Category 5 cable was revised in 2001, and mostly replaced with Category 5 Enhanced (CAT5e) cable which did not change anything physically in the cable, but instead applied more stringent testing standards for crosstalk. Category 6 was revised between 2002 with Category 6 Augmented (CAT6a) in 2008 that provided testing for 500 Mhz communication (compared to CAT6 250 Mhz). The higher communication frequency eliminated alien crosstalk (AXT) which allows for longer range at 10 Gb/s.
So how does a physical cable eliminate interference and allow for faster speeds? It does it through wire twisting and isolation. Cable twisting was invented by Alexander Graham Bell in 1881 for use on telephone wires that were run alongside power lines. He discovered that by twisting the cable every 3-4 utility poles, it reduced the interference and increased the range. Twisted pair became the basis for all Ethernet cables to eliminate interference between internal wires (XT), and external wires (AXT).
There are two main physical differences between CAT5 and CAT6 cables, the number of twists per cm in the wire, and sheath thickness.
Cable twisting length is not standardized but typically there are 1.5-2 twists per cm in CAT5 (e) and 2+ twists per cm in CAT6. Within a single cable, each colored pair will also have different twist lengths based on prime numbers so that no two twists ever align. The amount of twists per pair is usually unique for each cable manufacturer.
Many CAT6 cables also include a nylon spline which helps eliminate crosstalk. Although the spline is not required in CAT5 cable, some manufacturers include it anyway. In CAT6 cable, the spline is not required either as long as the cable tests according to the standard.

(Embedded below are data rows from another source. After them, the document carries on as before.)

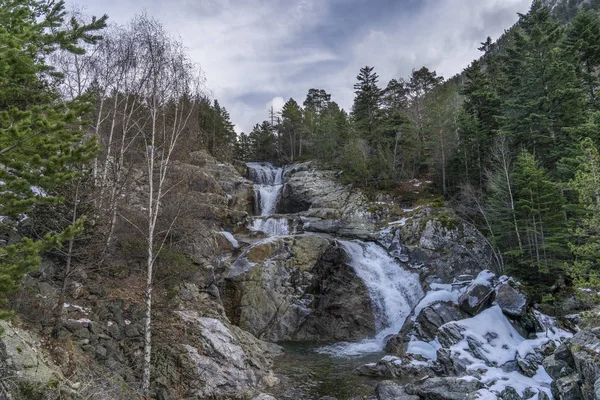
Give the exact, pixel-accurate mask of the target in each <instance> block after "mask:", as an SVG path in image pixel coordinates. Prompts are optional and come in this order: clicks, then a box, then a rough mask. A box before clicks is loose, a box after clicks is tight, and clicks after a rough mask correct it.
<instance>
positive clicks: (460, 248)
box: [399, 207, 500, 283]
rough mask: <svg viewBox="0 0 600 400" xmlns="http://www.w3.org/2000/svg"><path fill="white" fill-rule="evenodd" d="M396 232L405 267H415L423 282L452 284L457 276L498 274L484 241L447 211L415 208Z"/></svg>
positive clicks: (463, 222) (452, 212)
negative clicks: (405, 260)
mask: <svg viewBox="0 0 600 400" xmlns="http://www.w3.org/2000/svg"><path fill="white" fill-rule="evenodd" d="M399 230H400V232H401V234H400V239H401V240H402V245H403V248H404V250H405V251H406V255H407V256H408V260H409V261H408V264H409V265H412V266H413V267H414V268H417V267H419V272H420V273H421V275H422V278H423V280H428V281H433V282H438V283H453V282H454V280H455V279H456V278H457V277H459V276H461V275H471V276H476V275H477V274H478V273H479V272H481V271H482V270H486V269H488V270H491V271H494V272H499V271H500V268H499V264H498V262H497V260H496V258H495V257H494V252H493V249H492V248H491V247H490V245H489V243H488V242H487V240H486V238H485V237H484V236H483V235H482V234H481V232H479V231H478V230H477V229H475V228H474V227H473V226H472V225H470V224H468V223H466V222H464V221H463V220H461V219H460V218H459V217H458V216H457V215H456V214H455V213H454V212H453V211H452V210H450V209H447V208H432V207H425V208H421V209H418V210H417V211H414V212H413V214H412V215H410V216H409V217H407V219H406V222H405V224H404V226H401V227H400V228H399Z"/></svg>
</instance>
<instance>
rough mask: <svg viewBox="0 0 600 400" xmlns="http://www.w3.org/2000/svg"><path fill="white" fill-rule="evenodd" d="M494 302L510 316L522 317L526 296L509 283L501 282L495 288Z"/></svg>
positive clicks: (525, 312) (526, 304) (526, 307)
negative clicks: (495, 292) (495, 289)
mask: <svg viewBox="0 0 600 400" xmlns="http://www.w3.org/2000/svg"><path fill="white" fill-rule="evenodd" d="M496 302H497V303H498V305H499V306H500V308H501V309H502V312H503V313H504V314H506V315H508V316H511V317H522V316H523V315H525V313H526V311H527V304H528V302H527V296H526V295H525V294H524V293H522V292H520V291H518V290H517V289H515V288H513V287H512V286H511V285H510V283H503V284H501V285H499V286H498V287H497V288H496Z"/></svg>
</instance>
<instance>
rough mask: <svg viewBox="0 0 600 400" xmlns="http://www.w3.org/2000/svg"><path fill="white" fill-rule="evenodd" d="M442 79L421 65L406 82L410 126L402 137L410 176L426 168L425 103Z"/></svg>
mask: <svg viewBox="0 0 600 400" xmlns="http://www.w3.org/2000/svg"><path fill="white" fill-rule="evenodd" d="M443 81H444V78H443V77H441V76H437V73H436V72H435V71H430V70H429V69H428V68H427V67H422V68H420V69H418V70H413V72H412V74H411V77H410V80H409V81H408V82H407V83H406V89H407V101H408V103H407V107H406V112H405V115H406V118H407V119H408V122H409V123H410V128H409V129H408V132H407V135H405V139H404V153H405V154H406V157H407V159H408V160H407V164H408V165H409V166H410V167H409V171H410V175H411V176H415V175H417V174H418V173H421V172H425V170H426V168H427V157H428V155H429V149H428V148H427V145H428V142H429V140H428V137H427V136H428V131H427V115H426V110H425V103H426V98H427V96H428V94H429V93H430V92H431V91H432V90H433V89H434V88H435V87H437V86H438V85H440V84H441V83H442V82H443Z"/></svg>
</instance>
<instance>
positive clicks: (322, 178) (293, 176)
mask: <svg viewBox="0 0 600 400" xmlns="http://www.w3.org/2000/svg"><path fill="white" fill-rule="evenodd" d="M284 178H285V186H284V187H283V190H282V193H281V199H280V201H279V203H278V206H277V212H278V213H281V214H290V213H301V214H302V215H303V216H304V217H308V218H317V219H328V220H336V221H337V222H336V223H334V224H327V225H320V224H319V223H318V222H316V221H315V222H312V223H309V224H306V225H305V227H304V229H305V230H313V231H321V232H323V231H324V230H323V229H325V230H326V231H327V232H328V233H334V234H338V235H350V236H352V235H357V234H358V235H359V236H364V235H365V234H370V231H373V228H374V223H375V218H374V216H373V215H372V213H370V212H369V211H368V209H369V202H368V200H367V198H366V197H365V196H364V195H363V194H362V193H361V192H360V191H358V190H351V188H350V187H348V186H344V185H342V184H340V183H339V181H338V180H337V179H336V177H335V172H334V171H321V170H317V169H314V168H313V167H312V165H311V163H304V164H296V165H292V166H289V167H288V168H287V169H286V170H285V171H284Z"/></svg>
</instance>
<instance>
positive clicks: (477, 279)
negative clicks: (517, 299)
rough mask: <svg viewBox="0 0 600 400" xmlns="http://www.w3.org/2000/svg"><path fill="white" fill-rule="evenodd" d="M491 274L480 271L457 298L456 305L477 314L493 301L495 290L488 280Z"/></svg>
mask: <svg viewBox="0 0 600 400" xmlns="http://www.w3.org/2000/svg"><path fill="white" fill-rule="evenodd" d="M489 277H491V275H485V271H484V272H481V273H480V274H479V276H478V278H477V279H475V280H474V281H473V283H471V284H470V285H469V286H468V287H467V289H466V290H465V292H464V293H463V294H462V295H461V296H460V297H459V299H458V306H459V307H460V309H461V310H463V311H464V312H466V313H468V314H470V315H477V314H478V313H480V312H481V311H483V310H485V309H486V308H488V307H489V306H490V305H491V304H492V302H493V301H494V296H495V292H494V289H493V288H492V285H491V283H490V282H489V280H487V279H484V278H489ZM490 279H491V278H490Z"/></svg>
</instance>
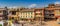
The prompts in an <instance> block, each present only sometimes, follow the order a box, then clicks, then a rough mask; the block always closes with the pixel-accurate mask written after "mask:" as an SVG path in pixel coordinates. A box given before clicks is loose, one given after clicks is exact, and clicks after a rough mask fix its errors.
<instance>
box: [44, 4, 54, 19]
mask: <svg viewBox="0 0 60 26" xmlns="http://www.w3.org/2000/svg"><path fill="white" fill-rule="evenodd" d="M44 19H45V20H47V19H49V20H52V19H55V5H54V4H49V5H48V7H45V9H44Z"/></svg>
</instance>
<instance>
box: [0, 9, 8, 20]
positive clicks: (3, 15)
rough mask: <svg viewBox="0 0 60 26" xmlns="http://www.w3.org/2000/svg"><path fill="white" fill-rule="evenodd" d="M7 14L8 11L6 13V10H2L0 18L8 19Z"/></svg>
mask: <svg viewBox="0 0 60 26" xmlns="http://www.w3.org/2000/svg"><path fill="white" fill-rule="evenodd" d="M6 12H7V11H6V9H5V8H0V18H3V19H8V17H7V13H6Z"/></svg>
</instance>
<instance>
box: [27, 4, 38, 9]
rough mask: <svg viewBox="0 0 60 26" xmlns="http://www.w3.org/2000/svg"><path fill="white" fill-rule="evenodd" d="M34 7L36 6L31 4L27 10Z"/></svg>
mask: <svg viewBox="0 0 60 26" xmlns="http://www.w3.org/2000/svg"><path fill="white" fill-rule="evenodd" d="M36 6H37V5H36V4H31V5H29V6H28V8H34V7H36Z"/></svg>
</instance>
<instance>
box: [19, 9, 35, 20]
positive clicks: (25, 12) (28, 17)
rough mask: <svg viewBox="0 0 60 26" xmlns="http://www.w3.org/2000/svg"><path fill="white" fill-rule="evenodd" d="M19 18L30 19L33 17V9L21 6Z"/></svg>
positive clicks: (33, 16) (23, 19) (33, 12)
mask: <svg viewBox="0 0 60 26" xmlns="http://www.w3.org/2000/svg"><path fill="white" fill-rule="evenodd" d="M19 18H20V20H24V21H31V20H33V19H34V9H28V8H23V9H20V11H19Z"/></svg>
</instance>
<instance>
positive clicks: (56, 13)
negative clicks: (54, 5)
mask: <svg viewBox="0 0 60 26" xmlns="http://www.w3.org/2000/svg"><path fill="white" fill-rule="evenodd" d="M55 17H56V18H59V17H60V4H56V5H55Z"/></svg>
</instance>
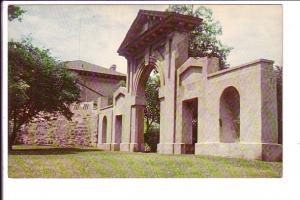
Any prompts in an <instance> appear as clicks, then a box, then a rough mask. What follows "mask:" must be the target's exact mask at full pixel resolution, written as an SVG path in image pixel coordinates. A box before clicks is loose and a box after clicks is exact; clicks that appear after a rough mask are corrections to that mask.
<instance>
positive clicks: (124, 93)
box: [98, 10, 282, 161]
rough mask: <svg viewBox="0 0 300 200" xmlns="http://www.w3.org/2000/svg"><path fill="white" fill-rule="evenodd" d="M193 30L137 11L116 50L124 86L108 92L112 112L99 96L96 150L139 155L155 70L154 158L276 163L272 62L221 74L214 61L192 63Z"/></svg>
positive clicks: (185, 24) (177, 14) (182, 19)
mask: <svg viewBox="0 0 300 200" xmlns="http://www.w3.org/2000/svg"><path fill="white" fill-rule="evenodd" d="M200 23H202V20H201V19H199V18H195V17H192V16H186V15H181V14H177V13H173V12H158V11H146V10H140V11H139V13H138V15H137V17H136V19H135V20H134V21H133V23H132V25H131V27H130V29H129V31H128V33H127V34H126V36H125V39H124V40H123V42H122V43H121V45H120V47H119V49H118V53H119V55H121V56H124V57H125V58H126V59H127V82H126V87H119V88H118V89H117V90H116V91H115V92H114V94H113V104H112V105H109V104H108V103H107V97H100V102H101V108H100V109H99V124H98V147H99V148H101V149H105V150H112V151H116V150H120V151H132V152H133V151H143V150H144V142H143V132H144V127H143V126H144V121H143V120H144V108H145V106H144V105H145V83H146V80H147V78H148V77H149V75H150V72H151V71H152V70H153V69H157V71H158V72H159V75H160V84H161V85H160V89H159V98H160V108H161V109H160V110H161V111H160V141H159V144H158V148H157V149H158V153H161V154H184V153H190V152H192V153H195V154H199V155H216V156H226V157H239V158H247V159H262V160H268V161H274V160H280V159H281V156H282V145H280V144H278V128H277V126H278V125H277V102H276V101H277V100H276V81H275V77H274V74H273V61H271V60H266V59H258V60H255V61H252V62H249V63H246V64H243V65H240V66H237V67H231V68H227V69H223V70H221V69H220V66H219V63H218V59H217V58H207V57H205V58H194V57H191V56H190V55H189V33H190V31H191V30H192V29H193V28H194V27H195V26H197V25H199V24H200ZM195 117H196V118H197V126H193V125H192V118H195Z"/></svg>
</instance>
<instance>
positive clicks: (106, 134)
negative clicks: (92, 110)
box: [101, 116, 107, 143]
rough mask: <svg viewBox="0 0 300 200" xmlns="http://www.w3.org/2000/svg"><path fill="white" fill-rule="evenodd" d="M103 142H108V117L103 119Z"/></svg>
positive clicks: (102, 122)
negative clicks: (107, 122) (107, 133)
mask: <svg viewBox="0 0 300 200" xmlns="http://www.w3.org/2000/svg"><path fill="white" fill-rule="evenodd" d="M101 142H102V143H107V117H106V116H104V117H103V119H102V141H101Z"/></svg>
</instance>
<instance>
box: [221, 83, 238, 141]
mask: <svg viewBox="0 0 300 200" xmlns="http://www.w3.org/2000/svg"><path fill="white" fill-rule="evenodd" d="M219 127H220V141H221V142H224V143H234V142H239V139H240V95H239V92H238V91H237V89H236V88H235V87H232V86H230V87H228V88H226V89H225V90H224V91H223V93H222V95H221V98H220V118H219Z"/></svg>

The nylon spline helps reduce crosstalk in the wire, with the thicker sheath protecting against Near End Crosstalk (NEXT) and Alien Crosstalk (AXT), which both occur more often as the frequency (Mhz) increases. In this picture below, the CAT5e sheath has the thinnest sheath versus CAT6 but it also was the only one with the nylon spline.
Shielded (FTP) vs. Unshielded (UTP)
Because all Ethernet cables are twisted, manufacturers use shielding to further protect the cable from interference. For example, Unshielded Twisted Pair (UTP) can easily be used for cables between your computer and the wall but you will want to use Foil Shielded Cable (FTP) for areas with high interference and running cables outdoors or inside walls.

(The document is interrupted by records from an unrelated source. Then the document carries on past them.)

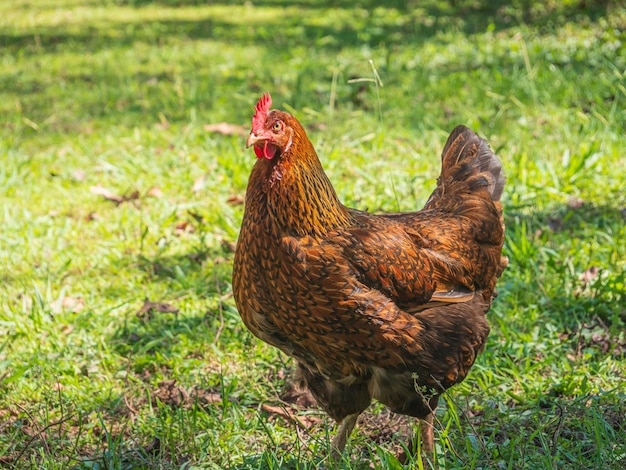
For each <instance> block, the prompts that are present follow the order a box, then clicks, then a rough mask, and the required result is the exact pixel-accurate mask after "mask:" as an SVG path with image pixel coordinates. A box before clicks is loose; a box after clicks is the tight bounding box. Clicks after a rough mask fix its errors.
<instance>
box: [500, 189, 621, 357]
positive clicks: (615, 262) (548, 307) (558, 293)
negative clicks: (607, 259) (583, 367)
mask: <svg viewBox="0 0 626 470" xmlns="http://www.w3.org/2000/svg"><path fill="white" fill-rule="evenodd" d="M625 221H626V212H625V210H624V209H618V208H615V207H611V206H607V205H594V204H591V203H587V202H582V201H570V203H568V204H564V205H562V206H558V207H552V208H550V209H548V210H546V211H540V212H537V211H533V210H524V211H516V210H515V209H511V210H508V211H506V212H505V225H506V227H507V235H506V240H505V253H506V254H507V256H509V268H507V269H508V270H511V271H513V272H516V271H517V270H518V269H519V270H520V271H522V272H523V271H526V272H535V273H536V276H535V277H534V278H533V279H530V280H526V281H521V284H516V282H519V280H514V283H513V284H512V286H509V287H510V288H511V289H512V291H511V292H509V293H508V294H509V295H513V296H514V297H515V296H517V297H519V299H517V301H518V302H520V299H521V304H527V305H528V304H539V305H541V308H542V311H543V313H542V315H543V316H544V317H545V318H546V319H549V318H553V319H557V318H558V319H559V324H561V325H562V326H563V327H564V328H565V329H566V330H567V331H568V332H571V331H577V330H580V329H581V328H583V329H584V328H585V327H584V325H585V324H587V325H589V324H592V323H595V322H596V321H599V322H600V323H602V325H603V329H604V330H606V331H605V333H606V334H608V335H609V336H611V337H615V338H617V335H618V333H619V331H621V330H622V329H623V327H624V324H626V308H624V305H626V290H625V288H624V286H625V285H626V273H624V272H623V271H622V270H621V269H620V260H619V259H618V258H619V253H618V252H617V250H618V245H617V244H618V240H619V237H620V233H621V232H622V231H623V226H624V223H625ZM574 240H577V241H576V242H574ZM576 247H579V249H582V250H584V252H586V253H585V255H581V254H580V253H579V252H575V253H574V252H572V251H571V250H572V249H576ZM594 247H595V248H594ZM597 250H601V251H603V253H597V254H596V251H597ZM596 257H599V258H600V259H608V260H612V261H611V262H609V264H605V265H601V264H596V263H594V261H593V259H594V258H596ZM616 257H617V258H616ZM585 258H587V260H588V261H587V262H588V264H587V265H582V266H574V265H573V264H572V263H573V262H574V261H573V260H575V259H585ZM514 276H515V275H513V277H514ZM505 277H506V276H505ZM555 280H557V281H558V282H559V284H556V282H555ZM522 284H524V287H523V291H521V290H519V289H520V288H521V287H520V286H521V285H522ZM616 346H618V344H617V343H616ZM605 352H606V351H605Z"/></svg>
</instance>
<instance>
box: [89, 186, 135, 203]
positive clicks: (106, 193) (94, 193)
mask: <svg viewBox="0 0 626 470" xmlns="http://www.w3.org/2000/svg"><path fill="white" fill-rule="evenodd" d="M89 190H90V191H91V192H92V193H94V194H97V195H98V196H102V197H103V198H105V199H106V200H108V201H112V202H114V203H116V204H117V205H118V206H119V205H120V204H121V203H123V202H127V201H134V200H136V199H139V191H137V190H134V191H133V192H131V193H130V194H124V195H123V196H120V195H118V194H115V193H114V192H113V191H110V190H108V189H106V188H103V187H102V186H100V185H97V186H91V187H90V188H89Z"/></svg>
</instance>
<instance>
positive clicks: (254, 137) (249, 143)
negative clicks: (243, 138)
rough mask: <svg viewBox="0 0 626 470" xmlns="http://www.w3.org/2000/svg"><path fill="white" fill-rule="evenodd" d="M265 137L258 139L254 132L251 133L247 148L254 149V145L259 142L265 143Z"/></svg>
mask: <svg viewBox="0 0 626 470" xmlns="http://www.w3.org/2000/svg"><path fill="white" fill-rule="evenodd" d="M263 140H264V139H263V137H258V136H256V135H255V134H254V132H250V135H249V136H248V140H246V148H247V149H248V148H250V147H252V146H253V145H254V144H256V143H257V142H261V141H263Z"/></svg>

There are different ways to shield an Ethernet cable, but typically it involves putting a shield around each pair of wire in the cable. This protects the pairs from crosstalk internally. Manufacturers can further protect cables from alien crosstalk with additional cable shielding beneath the sheath. The diagram below shows the different types of Ethernet shielding and the codes used to differentiate them.
The code before the slash designates the shielding for the cable itself, while the code after the slash determines the shielding for the individual pairs: TP=twisted pair, U=unshielded, F=foil shielding, S=braided shielding
Solid vs. Stranded
Solid and stranded Ethernet cables refer to the actual copper conductor in the pairs. Solid cable uses a single piece of copper for the electrical conductor while stranded uses a series of copper cables twisted together. There are many different applications for each type of conductor, but there are two main applications for each type you should know about.
- Stranded cable is more flexible and should be used at your desk or anywhere you may be moving the cable around often.
- Solid cable is not as flexible but it is also more durable which makes it ideal for permanent installations as well as outdoor and in walls.